A conceptual Munisteri marries tension with buoyancy
Now that Ben Munisteri isn’t dancing with his company, he stands on a sort of “Earthly Perch,” choreographing with a wiser perspective. One of Ben Munisteri Dance Projects seven dancers, Ben look-a-like Eric Sean Fogel, said in the after-talk that the work is “more conceptual” now. With Kathy Kaufman’s simple lighting solutions and as seen in Dance Theater Workshop’s fine black box theater that seems to invite experiment, the
40-year-old Munisteri’s new work shows as much maturity as childlike delight.
“Turbine Mines” was down pat January 18 two years after at its grand Joyce premiere. The cast is a cool, otherworldly subculture moving to Vangelis’s soundtrack from “Blade Runner,” a collage of sounds including lines such as “I’ve seen things…” that suggest premature world-weariness. It’s balanced by a sugary innocence as in Danica Holoviak’s wheelbarrow-style supported turns—with her hands on the floor and feet held by a partner. Katherine McDowell’s scintillating iridescent costumes seem woven of the contradictions.
“Not Human” premiered earlier this year. It opens with the sound of kitten meows, immediately relaxing the audience with its light humor. Six rumps are raised; the bodies crawl as if in pursuit of a possible foe, imagined or real. To roaring, the two men prance with ballet hands poised like paws. The cat sounds fade into Eno, Debussy, Devo, and the feline imagery dissolves into no specific species. Blurred digital patterns of skyscraper windows at night follow projected palmate fronds. In abstract fashion, the animals go clubbing, with some nice partnering. Animal behavior is a common theme and a tough act to follow. Highlights are Lisa Wheeler’s upbeat solo to the sound of dogs barking, and Hope Davis’s spectacular instep.

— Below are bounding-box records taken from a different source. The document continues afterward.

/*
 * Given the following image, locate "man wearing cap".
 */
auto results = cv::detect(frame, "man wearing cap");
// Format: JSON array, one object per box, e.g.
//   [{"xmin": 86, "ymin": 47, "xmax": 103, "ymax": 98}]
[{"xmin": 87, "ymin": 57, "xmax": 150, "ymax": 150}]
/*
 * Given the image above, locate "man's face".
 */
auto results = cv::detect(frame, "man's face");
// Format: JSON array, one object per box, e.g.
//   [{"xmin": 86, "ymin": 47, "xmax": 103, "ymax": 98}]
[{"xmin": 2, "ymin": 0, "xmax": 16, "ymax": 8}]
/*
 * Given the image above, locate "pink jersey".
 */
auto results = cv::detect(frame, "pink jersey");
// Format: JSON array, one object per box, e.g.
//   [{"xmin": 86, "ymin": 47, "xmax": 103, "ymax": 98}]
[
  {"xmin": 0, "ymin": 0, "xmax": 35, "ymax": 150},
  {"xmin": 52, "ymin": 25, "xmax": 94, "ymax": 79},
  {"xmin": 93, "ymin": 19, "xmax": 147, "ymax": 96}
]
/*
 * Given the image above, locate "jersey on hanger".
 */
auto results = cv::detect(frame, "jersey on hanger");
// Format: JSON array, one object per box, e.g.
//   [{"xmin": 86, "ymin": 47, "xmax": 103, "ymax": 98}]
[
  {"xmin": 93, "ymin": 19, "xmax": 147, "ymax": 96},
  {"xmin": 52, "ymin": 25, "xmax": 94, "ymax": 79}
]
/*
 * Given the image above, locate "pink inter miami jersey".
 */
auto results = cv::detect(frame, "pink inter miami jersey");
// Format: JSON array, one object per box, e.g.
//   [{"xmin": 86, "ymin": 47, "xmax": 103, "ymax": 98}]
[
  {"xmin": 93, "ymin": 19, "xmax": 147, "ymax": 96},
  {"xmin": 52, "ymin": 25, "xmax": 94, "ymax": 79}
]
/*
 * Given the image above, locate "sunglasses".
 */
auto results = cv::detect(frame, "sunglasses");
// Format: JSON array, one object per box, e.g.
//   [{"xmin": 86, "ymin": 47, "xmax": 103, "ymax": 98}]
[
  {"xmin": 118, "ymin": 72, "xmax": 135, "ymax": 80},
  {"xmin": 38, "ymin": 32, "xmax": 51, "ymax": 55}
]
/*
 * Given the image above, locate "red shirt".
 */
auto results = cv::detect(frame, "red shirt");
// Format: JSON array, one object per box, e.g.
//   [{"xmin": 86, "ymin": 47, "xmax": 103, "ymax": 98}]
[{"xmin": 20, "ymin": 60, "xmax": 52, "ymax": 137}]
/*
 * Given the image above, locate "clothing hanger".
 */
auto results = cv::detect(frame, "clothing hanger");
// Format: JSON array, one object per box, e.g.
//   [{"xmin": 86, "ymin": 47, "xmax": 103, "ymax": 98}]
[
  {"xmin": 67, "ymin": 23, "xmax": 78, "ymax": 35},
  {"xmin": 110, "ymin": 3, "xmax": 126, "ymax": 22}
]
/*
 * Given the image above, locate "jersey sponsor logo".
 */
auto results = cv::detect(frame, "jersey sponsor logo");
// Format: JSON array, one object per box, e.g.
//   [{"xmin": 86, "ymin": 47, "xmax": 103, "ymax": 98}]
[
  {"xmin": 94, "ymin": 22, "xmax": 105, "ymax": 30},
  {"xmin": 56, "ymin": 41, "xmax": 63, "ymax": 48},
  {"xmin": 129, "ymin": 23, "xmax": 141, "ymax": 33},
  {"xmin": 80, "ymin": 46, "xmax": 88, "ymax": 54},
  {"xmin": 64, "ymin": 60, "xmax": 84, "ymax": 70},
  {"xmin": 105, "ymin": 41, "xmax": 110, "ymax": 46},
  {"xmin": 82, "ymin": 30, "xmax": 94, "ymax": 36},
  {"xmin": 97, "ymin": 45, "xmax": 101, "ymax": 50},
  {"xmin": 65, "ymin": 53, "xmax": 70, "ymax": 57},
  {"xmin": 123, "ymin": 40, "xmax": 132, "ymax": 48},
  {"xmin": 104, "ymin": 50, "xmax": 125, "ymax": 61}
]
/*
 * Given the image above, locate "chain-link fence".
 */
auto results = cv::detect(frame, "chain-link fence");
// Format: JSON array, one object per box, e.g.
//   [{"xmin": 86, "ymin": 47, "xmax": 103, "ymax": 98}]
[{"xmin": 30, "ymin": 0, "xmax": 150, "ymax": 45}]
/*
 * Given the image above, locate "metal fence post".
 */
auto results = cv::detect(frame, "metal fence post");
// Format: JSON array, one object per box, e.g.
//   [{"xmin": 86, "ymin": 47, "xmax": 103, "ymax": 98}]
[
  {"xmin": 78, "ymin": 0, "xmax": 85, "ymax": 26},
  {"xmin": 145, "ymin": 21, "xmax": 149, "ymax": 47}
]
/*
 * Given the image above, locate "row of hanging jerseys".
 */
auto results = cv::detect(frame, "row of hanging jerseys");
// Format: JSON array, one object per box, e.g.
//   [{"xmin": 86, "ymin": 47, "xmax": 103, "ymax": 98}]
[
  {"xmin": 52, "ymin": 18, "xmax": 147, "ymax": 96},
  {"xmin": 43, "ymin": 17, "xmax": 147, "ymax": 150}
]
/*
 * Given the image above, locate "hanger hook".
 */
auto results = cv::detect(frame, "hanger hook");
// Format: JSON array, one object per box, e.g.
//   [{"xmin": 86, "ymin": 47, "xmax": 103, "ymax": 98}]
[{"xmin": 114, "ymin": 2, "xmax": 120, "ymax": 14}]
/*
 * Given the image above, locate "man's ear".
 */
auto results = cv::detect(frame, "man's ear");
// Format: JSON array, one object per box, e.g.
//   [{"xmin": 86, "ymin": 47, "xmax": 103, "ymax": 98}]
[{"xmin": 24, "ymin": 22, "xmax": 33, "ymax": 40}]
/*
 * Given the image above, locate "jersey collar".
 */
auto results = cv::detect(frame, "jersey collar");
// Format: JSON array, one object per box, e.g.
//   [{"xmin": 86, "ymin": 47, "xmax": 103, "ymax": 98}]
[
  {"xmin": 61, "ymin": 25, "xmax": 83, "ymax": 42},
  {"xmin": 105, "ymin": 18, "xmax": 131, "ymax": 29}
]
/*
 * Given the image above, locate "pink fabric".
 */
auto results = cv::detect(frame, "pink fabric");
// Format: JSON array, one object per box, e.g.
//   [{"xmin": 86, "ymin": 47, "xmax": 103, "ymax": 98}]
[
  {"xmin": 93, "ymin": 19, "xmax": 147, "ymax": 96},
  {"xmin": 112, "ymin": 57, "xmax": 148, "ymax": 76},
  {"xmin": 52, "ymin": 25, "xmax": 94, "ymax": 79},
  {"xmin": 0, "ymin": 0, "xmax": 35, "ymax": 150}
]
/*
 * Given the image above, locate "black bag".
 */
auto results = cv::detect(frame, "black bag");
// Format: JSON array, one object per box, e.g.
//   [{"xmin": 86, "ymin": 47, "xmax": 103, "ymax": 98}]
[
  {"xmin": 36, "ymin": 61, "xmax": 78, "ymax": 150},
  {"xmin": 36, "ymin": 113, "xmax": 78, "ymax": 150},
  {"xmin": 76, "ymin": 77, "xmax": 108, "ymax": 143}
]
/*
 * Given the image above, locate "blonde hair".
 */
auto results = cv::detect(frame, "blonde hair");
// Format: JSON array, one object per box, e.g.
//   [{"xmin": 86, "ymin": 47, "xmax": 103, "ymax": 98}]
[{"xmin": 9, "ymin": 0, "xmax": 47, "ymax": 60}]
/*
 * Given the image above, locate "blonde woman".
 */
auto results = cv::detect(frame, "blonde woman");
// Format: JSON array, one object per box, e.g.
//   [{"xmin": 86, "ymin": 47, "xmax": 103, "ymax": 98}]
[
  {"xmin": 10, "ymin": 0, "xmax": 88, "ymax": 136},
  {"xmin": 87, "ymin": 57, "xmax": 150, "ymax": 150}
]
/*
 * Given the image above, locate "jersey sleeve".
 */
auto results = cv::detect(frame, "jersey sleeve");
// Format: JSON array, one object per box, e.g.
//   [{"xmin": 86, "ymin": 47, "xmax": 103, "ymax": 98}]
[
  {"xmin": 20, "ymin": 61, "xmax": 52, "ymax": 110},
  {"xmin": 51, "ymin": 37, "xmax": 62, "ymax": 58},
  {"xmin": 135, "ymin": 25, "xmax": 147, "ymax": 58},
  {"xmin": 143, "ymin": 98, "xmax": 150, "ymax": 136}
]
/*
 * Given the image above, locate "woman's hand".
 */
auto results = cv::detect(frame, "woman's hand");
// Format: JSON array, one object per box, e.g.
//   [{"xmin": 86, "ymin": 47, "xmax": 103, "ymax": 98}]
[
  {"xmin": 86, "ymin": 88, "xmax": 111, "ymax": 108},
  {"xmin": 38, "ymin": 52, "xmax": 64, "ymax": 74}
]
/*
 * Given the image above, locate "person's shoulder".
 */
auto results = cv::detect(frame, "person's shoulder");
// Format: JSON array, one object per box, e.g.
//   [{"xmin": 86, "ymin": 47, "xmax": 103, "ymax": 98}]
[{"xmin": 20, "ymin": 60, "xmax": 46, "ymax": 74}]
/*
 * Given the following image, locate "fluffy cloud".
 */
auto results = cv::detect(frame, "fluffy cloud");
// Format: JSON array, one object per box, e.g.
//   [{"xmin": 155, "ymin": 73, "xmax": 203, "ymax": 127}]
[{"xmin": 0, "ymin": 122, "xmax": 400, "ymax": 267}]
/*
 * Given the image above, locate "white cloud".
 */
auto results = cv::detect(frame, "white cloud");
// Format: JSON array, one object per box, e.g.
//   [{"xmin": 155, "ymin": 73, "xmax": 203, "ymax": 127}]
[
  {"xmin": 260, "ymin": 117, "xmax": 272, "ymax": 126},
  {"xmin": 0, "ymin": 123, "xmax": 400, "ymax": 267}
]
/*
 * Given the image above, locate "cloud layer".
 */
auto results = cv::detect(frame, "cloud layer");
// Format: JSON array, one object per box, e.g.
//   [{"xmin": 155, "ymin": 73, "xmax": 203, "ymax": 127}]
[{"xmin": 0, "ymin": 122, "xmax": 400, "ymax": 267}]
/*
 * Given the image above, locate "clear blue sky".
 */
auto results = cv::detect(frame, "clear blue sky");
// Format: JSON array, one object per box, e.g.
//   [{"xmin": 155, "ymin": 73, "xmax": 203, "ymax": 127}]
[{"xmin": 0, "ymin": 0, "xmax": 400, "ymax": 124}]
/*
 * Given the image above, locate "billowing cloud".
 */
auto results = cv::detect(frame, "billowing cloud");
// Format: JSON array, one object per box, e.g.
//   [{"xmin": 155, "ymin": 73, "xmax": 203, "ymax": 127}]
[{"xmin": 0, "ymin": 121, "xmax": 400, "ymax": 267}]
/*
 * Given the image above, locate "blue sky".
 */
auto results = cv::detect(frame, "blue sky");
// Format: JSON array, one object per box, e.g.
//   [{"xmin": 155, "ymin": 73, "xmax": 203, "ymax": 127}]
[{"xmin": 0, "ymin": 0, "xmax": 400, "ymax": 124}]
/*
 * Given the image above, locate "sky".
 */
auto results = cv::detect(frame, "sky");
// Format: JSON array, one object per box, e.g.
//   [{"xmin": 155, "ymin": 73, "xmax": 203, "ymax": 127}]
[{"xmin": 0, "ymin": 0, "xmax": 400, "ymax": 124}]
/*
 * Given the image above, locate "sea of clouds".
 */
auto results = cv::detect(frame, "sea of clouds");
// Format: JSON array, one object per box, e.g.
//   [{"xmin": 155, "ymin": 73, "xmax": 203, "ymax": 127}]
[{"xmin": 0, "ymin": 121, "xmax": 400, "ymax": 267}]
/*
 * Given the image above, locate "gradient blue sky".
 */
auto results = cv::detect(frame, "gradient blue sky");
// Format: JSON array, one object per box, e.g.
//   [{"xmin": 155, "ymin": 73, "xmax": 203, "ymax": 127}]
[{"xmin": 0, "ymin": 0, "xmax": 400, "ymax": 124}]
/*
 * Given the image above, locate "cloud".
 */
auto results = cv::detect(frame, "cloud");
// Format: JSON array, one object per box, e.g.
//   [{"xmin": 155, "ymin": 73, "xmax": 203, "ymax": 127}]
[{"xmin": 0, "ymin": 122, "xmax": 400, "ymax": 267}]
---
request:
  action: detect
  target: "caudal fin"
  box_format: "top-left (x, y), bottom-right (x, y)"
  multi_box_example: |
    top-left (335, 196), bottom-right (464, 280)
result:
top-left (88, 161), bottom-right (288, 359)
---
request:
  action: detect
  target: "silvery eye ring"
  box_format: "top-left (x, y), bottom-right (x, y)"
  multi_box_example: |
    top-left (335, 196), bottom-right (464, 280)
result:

Munisteri’s idiosyncratic formalism creates compelling and poetic theater in the brand new “Tuesday, 4 a.m.” The cast wears billowing vintage nightdresses and pjs, dancing to Stravinsky’s “Capriccio for Piano and Orchestra.” It is like a choreographer’s dream in which the wee hours inspire total abandon; anything can happen, and what happens here seems more real than imagined, even if events are only abstractly suggested.
In a diagonal septet, three pairs couple positioned like crabs. In a curious but credible repeated gesture, a female dancer piggybacks on a partner and beats his/her shoulder with a clenched fist. The love tap evinces frustrations that foment in relationships or recalls a child protesting bedtime. A Tiffany pattern projected on the floor dresses the stage with almost religious significance when Holoviak’s batterie flutter over it in a solo. Through Kaufman’s magical stagecraft, an orange sun burns the black cyclorama, dropping while a pale moon rises.
Christine McMillan’s infectious pleasure is a highlight of the wonderful “Thunderblood,” which premiered at Jacob’s Pillow this past summer. Bright pinks and oranges dominate the unitards worn by the cast and the movement is bare of reference and narrative. In McMillan’s solo, her hands express the vibrato in a live duet of Evren Celimli on violin and Mike Rivard on bass. Long time Munisteri collaborator Celimli’s commissioned score is the backbone of this piece of pure dance. The music’s Middle Eastern thread inspires Egyptian angularity and totemic formations. It looks very rhythmic and Munisteri reveals in the after-talk that the dance was rehearsed to only a percussive track of the music—the melody was added later. A trio retreats on their hands and knees while three advance, infiltrating their diagonal line on foot. Tricia Brouk stands on a pedestal of Fogel and Beau Hancock on all fours. There are convoluted trios, cantilevered pairs, and airplane lifts. Music and movement freeze and their single thread hangs in the air indelibly.
Munisteri’s unique marriage of tension and buoyancy challenges his dancers, who nevertheless interpret his vision personally. Munisteri evolves with “Thunderblood” and “Tuesday,” using two interesting and uncharted musical choices and reveling, as other contemporary choreographers also are, in the power of pure dance.